# Milwaukee airless finefinish hvlp turbine



## ibsocal (Apr 17, 2007)

Very intresting use of a 2 stage turbine:001_huh: with airless system,looks good.
Saw it @ HD today for under 400 bucks.not heavy duty but it has potential and can use as dual purpose machine.
I dont know how put link or pictures,need help w/that.tia


----------



## Workaholic (Apr 17, 2007)

Here I found it for 279.00 with free shipping if you use a 100 rebate
http://www.dealigg.com/story-Milwaukee-Airless-Fine-Finish-Paint-Sprayer-Hub
Here is a slightly better pic and 300 shipped. http://www.kaboodle.com/reviews/milwaukee-airless-fine-finish-paint-sprayer

I saw this in HD when I was buying some white wood the other day.


----------



## straight_lines (Oct 17, 2007)

Nice find on the $100 rebate.


----------



## Adamspaintmfg (Jul 13, 2010)

Might be worth it for the gun. It is a carbon copy of a Graco G15. If it is in fact a private labeled graco gun its a good buy.


----------



## PatsPainting (Mar 4, 2010)

straight_lines said:


> Nice find on the $100 rebate.


I think its expired - $100 rebate [Exp. 03/31]

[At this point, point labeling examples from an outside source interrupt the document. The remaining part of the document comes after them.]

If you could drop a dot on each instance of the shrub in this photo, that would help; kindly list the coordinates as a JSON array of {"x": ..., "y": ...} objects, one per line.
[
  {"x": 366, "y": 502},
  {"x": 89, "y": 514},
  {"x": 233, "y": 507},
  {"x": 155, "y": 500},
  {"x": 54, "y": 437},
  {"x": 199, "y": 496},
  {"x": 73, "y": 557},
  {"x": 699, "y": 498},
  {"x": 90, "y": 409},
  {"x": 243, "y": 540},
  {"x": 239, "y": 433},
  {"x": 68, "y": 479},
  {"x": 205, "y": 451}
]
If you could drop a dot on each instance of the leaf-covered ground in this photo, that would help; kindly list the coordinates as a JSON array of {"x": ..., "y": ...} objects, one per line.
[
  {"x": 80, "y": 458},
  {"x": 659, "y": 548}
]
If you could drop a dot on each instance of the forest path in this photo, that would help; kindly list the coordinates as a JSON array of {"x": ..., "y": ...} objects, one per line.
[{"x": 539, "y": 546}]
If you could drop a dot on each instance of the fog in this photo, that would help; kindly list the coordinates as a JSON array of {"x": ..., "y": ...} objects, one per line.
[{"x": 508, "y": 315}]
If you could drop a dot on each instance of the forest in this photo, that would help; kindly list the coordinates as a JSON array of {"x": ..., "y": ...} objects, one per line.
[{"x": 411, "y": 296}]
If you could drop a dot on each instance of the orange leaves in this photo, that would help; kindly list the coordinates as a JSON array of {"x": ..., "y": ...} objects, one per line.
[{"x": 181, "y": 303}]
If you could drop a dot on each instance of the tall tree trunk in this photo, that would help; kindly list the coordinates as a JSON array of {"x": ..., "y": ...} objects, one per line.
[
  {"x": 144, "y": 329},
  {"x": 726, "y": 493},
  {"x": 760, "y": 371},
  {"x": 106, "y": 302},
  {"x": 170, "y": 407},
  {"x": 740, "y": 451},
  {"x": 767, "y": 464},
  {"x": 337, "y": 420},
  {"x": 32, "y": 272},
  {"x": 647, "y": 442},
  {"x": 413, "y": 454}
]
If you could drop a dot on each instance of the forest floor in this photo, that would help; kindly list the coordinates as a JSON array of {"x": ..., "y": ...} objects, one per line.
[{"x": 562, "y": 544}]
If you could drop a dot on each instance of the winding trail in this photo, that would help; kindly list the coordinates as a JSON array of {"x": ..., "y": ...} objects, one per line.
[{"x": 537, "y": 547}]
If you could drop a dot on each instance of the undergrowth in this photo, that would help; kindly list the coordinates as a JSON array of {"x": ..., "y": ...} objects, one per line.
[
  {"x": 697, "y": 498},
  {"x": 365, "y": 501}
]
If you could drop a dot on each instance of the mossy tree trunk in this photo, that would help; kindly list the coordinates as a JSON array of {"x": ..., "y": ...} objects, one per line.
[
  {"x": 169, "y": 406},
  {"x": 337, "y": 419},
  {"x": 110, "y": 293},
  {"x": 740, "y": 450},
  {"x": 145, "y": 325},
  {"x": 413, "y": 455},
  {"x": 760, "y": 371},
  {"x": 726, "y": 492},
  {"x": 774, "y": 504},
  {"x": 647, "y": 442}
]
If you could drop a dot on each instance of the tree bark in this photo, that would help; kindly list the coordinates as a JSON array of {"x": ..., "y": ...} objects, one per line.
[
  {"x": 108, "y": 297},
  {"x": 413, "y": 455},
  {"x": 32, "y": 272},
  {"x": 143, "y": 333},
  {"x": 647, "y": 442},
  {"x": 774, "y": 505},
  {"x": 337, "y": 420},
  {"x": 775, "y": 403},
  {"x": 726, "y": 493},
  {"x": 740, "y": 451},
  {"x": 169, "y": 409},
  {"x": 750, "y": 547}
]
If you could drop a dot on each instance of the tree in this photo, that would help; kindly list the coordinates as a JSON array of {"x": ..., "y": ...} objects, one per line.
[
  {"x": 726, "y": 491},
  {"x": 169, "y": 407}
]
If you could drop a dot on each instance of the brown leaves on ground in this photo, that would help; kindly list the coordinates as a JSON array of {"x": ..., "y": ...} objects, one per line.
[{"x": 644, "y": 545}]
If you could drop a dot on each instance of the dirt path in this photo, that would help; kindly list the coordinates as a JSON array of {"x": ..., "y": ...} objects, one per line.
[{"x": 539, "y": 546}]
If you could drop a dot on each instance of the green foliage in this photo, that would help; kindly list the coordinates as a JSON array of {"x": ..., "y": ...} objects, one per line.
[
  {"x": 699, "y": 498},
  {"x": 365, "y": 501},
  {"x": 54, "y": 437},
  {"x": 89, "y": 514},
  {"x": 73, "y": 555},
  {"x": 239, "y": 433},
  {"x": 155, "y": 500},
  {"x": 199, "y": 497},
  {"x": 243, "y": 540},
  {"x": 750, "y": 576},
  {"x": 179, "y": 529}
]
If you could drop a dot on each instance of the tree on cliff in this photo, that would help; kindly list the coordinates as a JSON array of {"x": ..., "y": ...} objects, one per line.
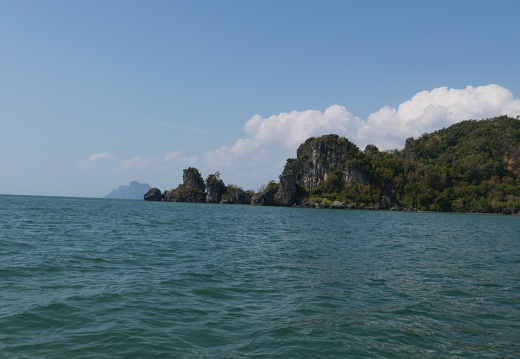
[
  {"x": 215, "y": 188},
  {"x": 472, "y": 166},
  {"x": 192, "y": 188}
]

Still looks pretty kewl for the price and milwaukee is not a bad brand. Have a few other tools by them.

Pat


----------



## paintpro08 (Jun 21, 2008)

We have tested this unit. The airless works well, but has very large deadband for the fine finish application. The piston pump has mechanical pressure control, therefore the large deadband. 

Also the pump is very difficult to dial in at a specific pressure. Because of the deadband you need approx 1500psi to spray lacquers, enamel. This way the turbine does not help to atomize the material. The airless option works just as well.

If the unit had some kind of electronic/digital pressure control it would work much better. We have also connected the gun with the turbine to an airless pump with digital pressure control and then you can spray at 750psi with satisfying results.

The gun is something we liked and we were surprised the turbine actually helped atomising the paint at 750psi or less (we tested at 520psi and it atomized it).


----------